A hotter summer will result in increased deaths from heat stroke. There will be more fires, leading to higher near-surface ozone levels. Droughts will increase and fresh water will be scarcer during the hotter summer months. Mountains will lose glaciers in Asia and parts of North America. More people will suffer from malnutrition as fresh water becomes scarce. Hundreds of thousands of species will become extinct. In addition, a warming planet will exacerbate the effects of climate change and other environmental threats.
The science behind climate change and the impact of global warming is complex, but it is not impossible to see the effects of climate change. Scientists have estimated that global temperatures will rise by about 10degF by the end of the century. Even worse, some parts of the world are likely to experience higher temperature increases. In this article, we will look at the most likely outcomes of global warming, as well as how we can protect ourselves.
A large portion of the problem is caused by the burning of fossil fuels, which emits greenhouse gases such as carbon dioxide. These gases trap the sun’s heat and cause global warming. The warmer temperatures are harmful for all life on Earth, causing changes in weather patterns and disrupting the natural balance. Whether these changes will result in sea level rises or droughts remains unclear, but scientists are convinced that humans are responsible for some degree.
There is no doubt that human activity is a major factor in the increasing temperature of the Earth. Through greenhouse gas emissions, human activity increases the planet’s temperature. While the impact of human activity on the global climate is disputed, volumes of scientific research indicate that our activities are warming the planet’s temperature. The IPCC Fourth Assessment Report (2013) states that “Human activity has a clear impact on climate, as measured by rising concentrations of greenhouse gases in the atmosphere, positive radiative forcing, observed warming, and the scientific understanding of climate change.”
Since the Industrial Revolution, human activities have contributed to an increase in greenhouse gases such as company carbon offsets, which has the effect of causing a warmer planet. This effect is further amplified by human activities, as these gases trap infrared heat, which increases the Earth’s temperature. Research into the greenhouse effect shows that it was discovered by Eunice Foote in 1856. However, concerns about the global warming impact of human activity have been increasing in recent years.
A recent AQA resource investigates the economic, social, and environmental impacts of global warming. It includes UK examples and images used as stimulus for pupil led learning. An activity includes card sorting and categorising a number of UK examples. A further AQA resource explores the impacts of global warming on the Arctic, the Pacific, Southeast Asia, and the Indian
Ocean. This includes information on climate change and its effects on the Pacific Ocean, and
the Arctic thaw.
Other greenhouse gases contribute to global warming and are produced from a variety of sources.

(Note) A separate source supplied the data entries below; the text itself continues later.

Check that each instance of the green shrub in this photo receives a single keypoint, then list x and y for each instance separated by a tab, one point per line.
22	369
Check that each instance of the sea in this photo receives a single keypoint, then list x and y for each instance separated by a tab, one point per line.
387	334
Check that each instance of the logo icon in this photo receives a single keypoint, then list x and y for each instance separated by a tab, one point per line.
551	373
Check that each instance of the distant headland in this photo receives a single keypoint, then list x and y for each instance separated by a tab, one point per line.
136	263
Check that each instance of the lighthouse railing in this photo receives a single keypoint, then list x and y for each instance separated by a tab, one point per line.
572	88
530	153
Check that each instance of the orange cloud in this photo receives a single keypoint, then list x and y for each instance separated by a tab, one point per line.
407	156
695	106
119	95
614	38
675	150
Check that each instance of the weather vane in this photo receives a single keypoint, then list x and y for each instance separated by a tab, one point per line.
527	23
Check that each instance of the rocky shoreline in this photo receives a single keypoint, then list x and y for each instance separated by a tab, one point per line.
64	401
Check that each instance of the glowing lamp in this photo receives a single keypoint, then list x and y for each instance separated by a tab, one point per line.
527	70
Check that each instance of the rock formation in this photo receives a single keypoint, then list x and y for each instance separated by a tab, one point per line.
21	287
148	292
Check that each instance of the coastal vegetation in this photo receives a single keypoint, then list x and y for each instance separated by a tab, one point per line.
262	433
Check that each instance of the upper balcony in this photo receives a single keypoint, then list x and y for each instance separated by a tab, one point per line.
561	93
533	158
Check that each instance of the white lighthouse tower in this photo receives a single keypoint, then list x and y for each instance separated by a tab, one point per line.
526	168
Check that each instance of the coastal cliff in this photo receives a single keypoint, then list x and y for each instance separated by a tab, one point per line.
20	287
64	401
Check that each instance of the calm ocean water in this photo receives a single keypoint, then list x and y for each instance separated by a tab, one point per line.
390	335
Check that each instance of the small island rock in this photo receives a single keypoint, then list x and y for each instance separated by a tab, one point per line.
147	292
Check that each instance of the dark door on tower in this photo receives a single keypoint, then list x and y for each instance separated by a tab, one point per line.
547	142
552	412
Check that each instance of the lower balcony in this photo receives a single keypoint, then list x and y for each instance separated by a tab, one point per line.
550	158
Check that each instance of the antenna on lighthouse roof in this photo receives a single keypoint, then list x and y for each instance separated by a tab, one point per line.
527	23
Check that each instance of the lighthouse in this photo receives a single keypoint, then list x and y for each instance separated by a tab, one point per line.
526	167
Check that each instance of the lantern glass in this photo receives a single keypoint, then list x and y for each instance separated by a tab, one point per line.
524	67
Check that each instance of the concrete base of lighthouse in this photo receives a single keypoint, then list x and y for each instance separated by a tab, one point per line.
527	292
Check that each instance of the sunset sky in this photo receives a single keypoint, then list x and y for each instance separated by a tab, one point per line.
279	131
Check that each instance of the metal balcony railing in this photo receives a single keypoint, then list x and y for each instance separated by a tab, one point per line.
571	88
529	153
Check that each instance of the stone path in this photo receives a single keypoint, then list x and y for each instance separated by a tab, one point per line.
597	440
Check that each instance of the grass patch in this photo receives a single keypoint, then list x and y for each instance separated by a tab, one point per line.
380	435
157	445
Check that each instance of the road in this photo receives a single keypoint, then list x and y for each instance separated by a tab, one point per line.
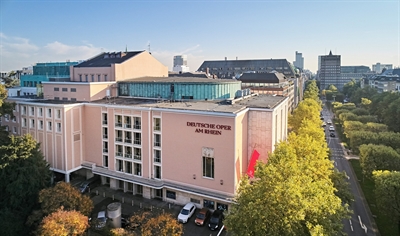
360	222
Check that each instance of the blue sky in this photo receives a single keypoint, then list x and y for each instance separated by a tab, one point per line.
362	32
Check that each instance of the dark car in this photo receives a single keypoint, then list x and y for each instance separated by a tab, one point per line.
216	219
202	216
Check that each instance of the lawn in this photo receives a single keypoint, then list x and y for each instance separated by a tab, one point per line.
386	227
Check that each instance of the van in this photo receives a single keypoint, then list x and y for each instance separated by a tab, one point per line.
89	183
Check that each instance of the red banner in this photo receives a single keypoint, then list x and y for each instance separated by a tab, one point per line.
253	161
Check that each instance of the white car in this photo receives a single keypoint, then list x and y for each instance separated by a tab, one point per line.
186	212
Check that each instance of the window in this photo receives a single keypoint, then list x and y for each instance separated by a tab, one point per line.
58	114
137	123
118	151
208	167
49	126
105	160
157	172
157	124
137	154
104	118
120	166
105	133
128	167
157	156
157	140
105	147
137	138
138	169
171	194
118	121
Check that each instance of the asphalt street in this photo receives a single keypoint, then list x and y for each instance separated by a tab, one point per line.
360	222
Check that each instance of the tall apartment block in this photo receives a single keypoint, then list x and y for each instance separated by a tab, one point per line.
330	71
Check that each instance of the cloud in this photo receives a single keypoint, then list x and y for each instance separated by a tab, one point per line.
16	52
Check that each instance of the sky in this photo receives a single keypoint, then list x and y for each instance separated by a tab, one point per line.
362	32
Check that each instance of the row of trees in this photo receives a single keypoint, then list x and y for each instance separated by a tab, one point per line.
371	127
297	192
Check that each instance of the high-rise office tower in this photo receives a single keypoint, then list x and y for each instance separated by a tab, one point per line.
299	62
330	71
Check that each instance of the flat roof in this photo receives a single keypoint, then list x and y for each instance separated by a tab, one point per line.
261	101
178	80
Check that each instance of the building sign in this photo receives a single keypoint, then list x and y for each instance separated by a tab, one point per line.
207	128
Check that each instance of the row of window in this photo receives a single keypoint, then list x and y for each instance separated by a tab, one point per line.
39	111
40	124
64	89
92	78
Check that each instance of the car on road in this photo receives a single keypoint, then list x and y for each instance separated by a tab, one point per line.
202	216
101	220
216	219
186	212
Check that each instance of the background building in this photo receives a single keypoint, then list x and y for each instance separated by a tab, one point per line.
330	71
180	64
378	67
299	61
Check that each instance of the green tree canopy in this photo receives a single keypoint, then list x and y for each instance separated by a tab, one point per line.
378	157
387	193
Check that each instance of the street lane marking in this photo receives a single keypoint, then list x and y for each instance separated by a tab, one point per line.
362	225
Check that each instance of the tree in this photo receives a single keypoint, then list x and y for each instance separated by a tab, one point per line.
66	196
378	157
64	223
23	173
290	195
163	225
387	193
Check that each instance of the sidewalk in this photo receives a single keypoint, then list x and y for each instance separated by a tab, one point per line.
130	203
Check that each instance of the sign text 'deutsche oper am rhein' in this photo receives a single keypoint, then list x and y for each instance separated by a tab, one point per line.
207	128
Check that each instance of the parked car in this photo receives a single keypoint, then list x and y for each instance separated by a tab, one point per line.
216	219
202	216
101	220
186	212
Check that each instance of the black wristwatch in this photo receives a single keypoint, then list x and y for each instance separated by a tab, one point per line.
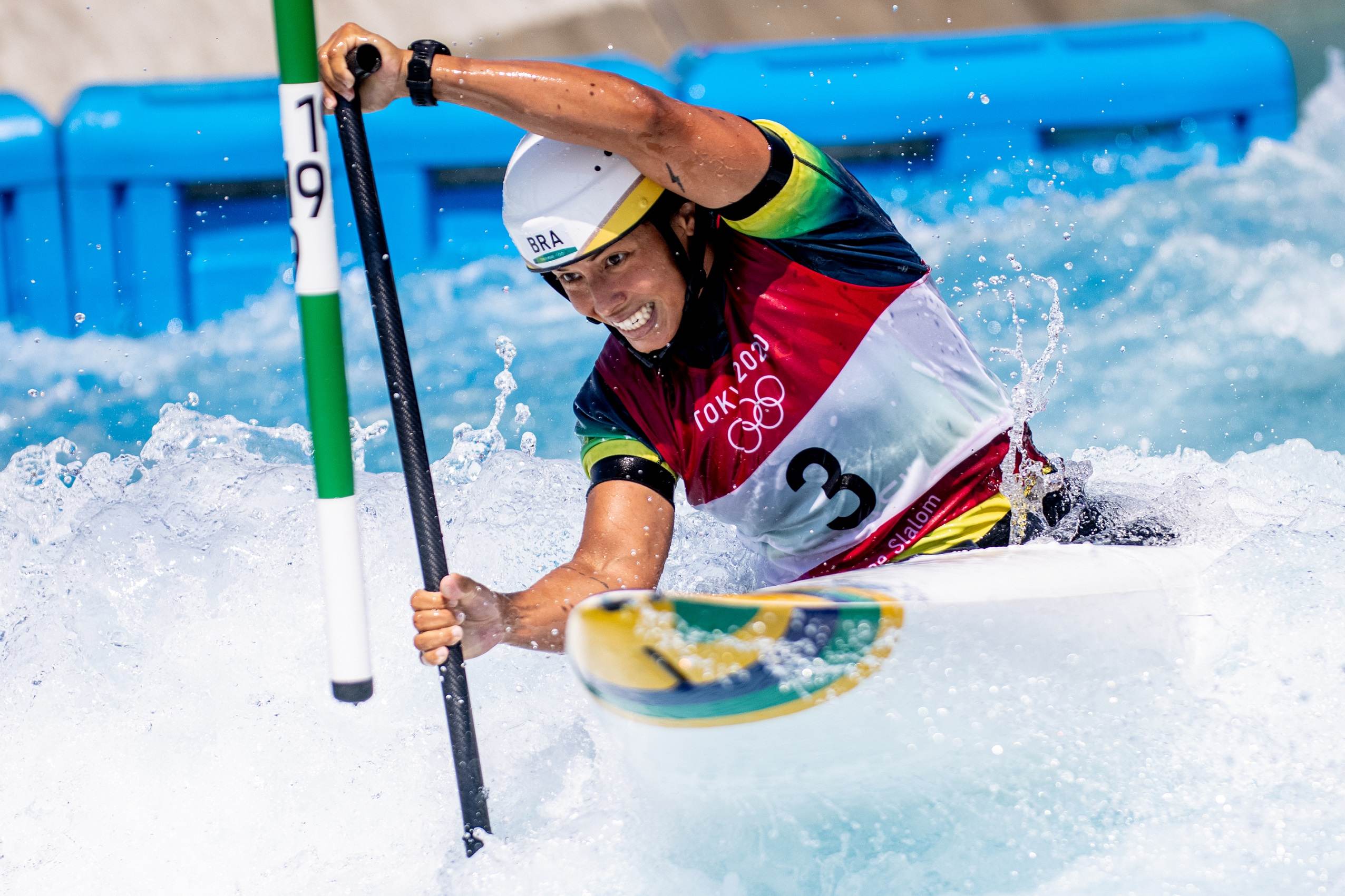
420	80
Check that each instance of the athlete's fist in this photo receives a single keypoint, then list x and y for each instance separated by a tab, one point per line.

For example, carbon dioxide emissions are produced by the combustion of fossil fuels, irrigation, deforestation, and manufacturing cement. Methane emissions are produced by livestock, the decay of waste in landfills, and motor vehicles, both road and non-road. Industrial GHG emissions are also generated by processes such as stone, clay, glass, and cement production.
Policy options to reduce greenhouse gas emissions
State governments have a number of options for reducing emissions of greenhouse gases, mainly carbon dioxide, from the power sector. While some of these measures explicitly address climate change, others aim to reduce costs for consumers by encouraging energy efficiency. Renewable portfolio standards and carbon tax are two popular approaches, and all 29 states currently have them. Smart meters, smart cities, and building codes are other options to reduce emissions. The combination of these measures is needed to control global warming.
Some mitigation technologies are more expensive than carbon. For example, offshore wind and solar thermal are not as costly as carbon, but can be compared in terms of cost to carbon. But there are also less expensive mitigation technologies, including advanced nuclear and solar thermal. The IMF estimates that a tax of $75 a ton of carbon dioxide in 2019 would allow the world to meet its Paris Agreement target of 2 degrees Celsius.
Human health impacts
While the human health impacts of global warming can be attributed to various factors, the most obvious is climate change. While people will face a variety of risks from climate change, each one will be more severe depending on individual sensitivity and the capacity of health systems in that region. Many risks are directly related to the environment, including increased air pollution and waterborne and vector-borne diseases. Moreover, extreme weather events will increase the risk of certain diseases, including malaria, dengue fever, and dengue fever.
While people living in developing nations will be most at risk from climate change, it is important to note that wealthy countries are also facing significant risks. For example, warmer average temperatures will lead to longer and hotter days. In the United States, this will result in increased heat-related deaths. By the end of the century, this number could rise to tens of thousands of extra deaths every year. This will likely be exacerbated by other factors, including changes in weather patterns and diet.